Rencontre avec le romancier Olivier ADAM pour son roman Tout peut s'oublier
Rencontre avec Olivier Adam pour son roman "Tout peut s'oublier"
( lire la chronique du livre ici même)
Vos impressions générales sur la période actuelle, entre crise sanitaire et confinement
Olivier Adam : Je ne vis pas très bien cette période, mais en même temps j'ai l'impression que personne, il me semble, ne vit cette période sereinement.
J'étais à la maison de la radio il ya peu, avec les restrictions diverses, c'était vraiment désert, l'ambiance était assez glauque par rapport à l'effervessence que c'est d'habitude.
C'est pas facile de ressortir du positif de cette période : des gens meurent, d'autres souffrent, les cinémas et salles de spectacle sont fermés depuis plusieurs mois
Les librairies c'est encore autre chose: elles ont eté fermées puis réouvertes, puis inscrites comme des "bien non essentiels", cela a donné une image de la lecture très difficile à appréhender.
On a vu passer des scènes incroyables avec ces rayons livres de grande surface qui ont été interdites d'accès avec du scotch, c'est fou quand on y pense.
Plus globalement, ce que cela dit de la vision de la culture par nos dirigeants fait assez froid dans le dos.
Et d'un point de vue plus personnel?
Disons que j'ai vécu le premier confinement comme une période de productivité intense.
En temps normal, je ne tiens pas trop en place, je ne suis pas du tout du genre , écrire un roman équivaut à se retirer du monde de facon monacale, bien au contraire
L'appel de l'extérieur m'a toujours semblé plus fort, que ce soit aller au cinéma, voir un concert, une expo, aller boire un coup avec les potes...
Mais là à partir de mars de l'an dernier, il n'y avait pas d'échappatoire, je me suis donc retrouvé dans une sorte de retrait quasi monacal, ce qui m'a permis de finir ce nouveau livre, Tout peut s'oublier.
Il faut savoir qu'au départ, la sortie du livre était plus prévue pour la rentrée de septembre 2021, j'ai donc largement acceléré le mouvent, par la force des choses (rires) .
Et j'ai également fini un roman pour la jeunesse, le troisième après" la tête sous l'eau" et" les rochers rouges."
Disons que le confinement aura été assez emblématique de ma façon de travailler ces dernières années : n'avoir aucun but, ne pas travailler sur quelque chose me plonge dans un désarroi assez profond
Heureusement la source de mon inspiration ne s'est pas vraiment tarie pour le moment, après, si on en a encore pour des mois de confinement, je ne dis pas que ca ne sera pas le cas (rires).
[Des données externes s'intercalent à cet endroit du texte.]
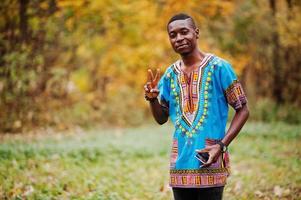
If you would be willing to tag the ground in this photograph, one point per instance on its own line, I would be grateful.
(132, 163)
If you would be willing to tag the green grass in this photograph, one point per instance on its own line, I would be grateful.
(132, 163)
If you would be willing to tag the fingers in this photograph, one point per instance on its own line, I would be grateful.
(146, 89)
(202, 150)
(209, 162)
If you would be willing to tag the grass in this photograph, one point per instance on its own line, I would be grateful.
(132, 163)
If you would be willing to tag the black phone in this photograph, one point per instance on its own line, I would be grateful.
(203, 157)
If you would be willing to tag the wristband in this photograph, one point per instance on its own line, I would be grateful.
(150, 99)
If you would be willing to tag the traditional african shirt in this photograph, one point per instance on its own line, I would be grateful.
(198, 108)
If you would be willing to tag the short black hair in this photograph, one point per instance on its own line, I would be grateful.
(181, 16)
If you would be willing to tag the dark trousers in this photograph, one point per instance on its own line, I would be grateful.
(214, 193)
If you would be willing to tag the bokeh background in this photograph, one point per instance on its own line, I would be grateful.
(73, 71)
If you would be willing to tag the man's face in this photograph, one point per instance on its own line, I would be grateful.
(183, 36)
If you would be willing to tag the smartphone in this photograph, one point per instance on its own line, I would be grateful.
(202, 157)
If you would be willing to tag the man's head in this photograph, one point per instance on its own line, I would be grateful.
(183, 33)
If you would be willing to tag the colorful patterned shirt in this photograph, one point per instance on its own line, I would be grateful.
(198, 108)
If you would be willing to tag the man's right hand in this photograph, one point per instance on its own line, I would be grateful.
(151, 87)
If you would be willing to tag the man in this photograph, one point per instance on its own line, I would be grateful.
(195, 92)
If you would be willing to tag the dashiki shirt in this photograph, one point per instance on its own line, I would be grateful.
(198, 108)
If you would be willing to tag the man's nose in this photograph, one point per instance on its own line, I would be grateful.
(179, 38)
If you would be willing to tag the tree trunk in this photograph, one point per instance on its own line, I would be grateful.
(23, 20)
(276, 61)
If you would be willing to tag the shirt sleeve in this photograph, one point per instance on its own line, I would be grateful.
(231, 86)
(164, 89)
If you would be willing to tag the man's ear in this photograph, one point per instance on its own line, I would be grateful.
(197, 32)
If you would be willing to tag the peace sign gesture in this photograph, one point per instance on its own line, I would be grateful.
(151, 87)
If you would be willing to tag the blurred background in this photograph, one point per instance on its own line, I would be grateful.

"Tout peut s'oublier", une histoire basée sur des faits réels ?
Olivier Adam : Mon livre s’inspire en effet de faits qui sont authentiques. Je me suis basé sur un certain nombre de témoignage d'hommes mais le plus souvent de femmes qui partent avec leurs enfants et profitent des particularités de la loi japonaise (dans laquelle ni le partage de l’autorité parentale, ni celui de la garde, ni même la notion de droit de visite ne sont reconnus) pour les soustraire à leurs pères.
Une fois qu'il a compris que sa femme était parti avec son fils et avait quitté la France pour le Japon, Nathan sait qu'il est dans le pétrin car au Japon en cas de divorce, la garde de l'enfant est exclusivement attribuée au parent nippon, ici la mère...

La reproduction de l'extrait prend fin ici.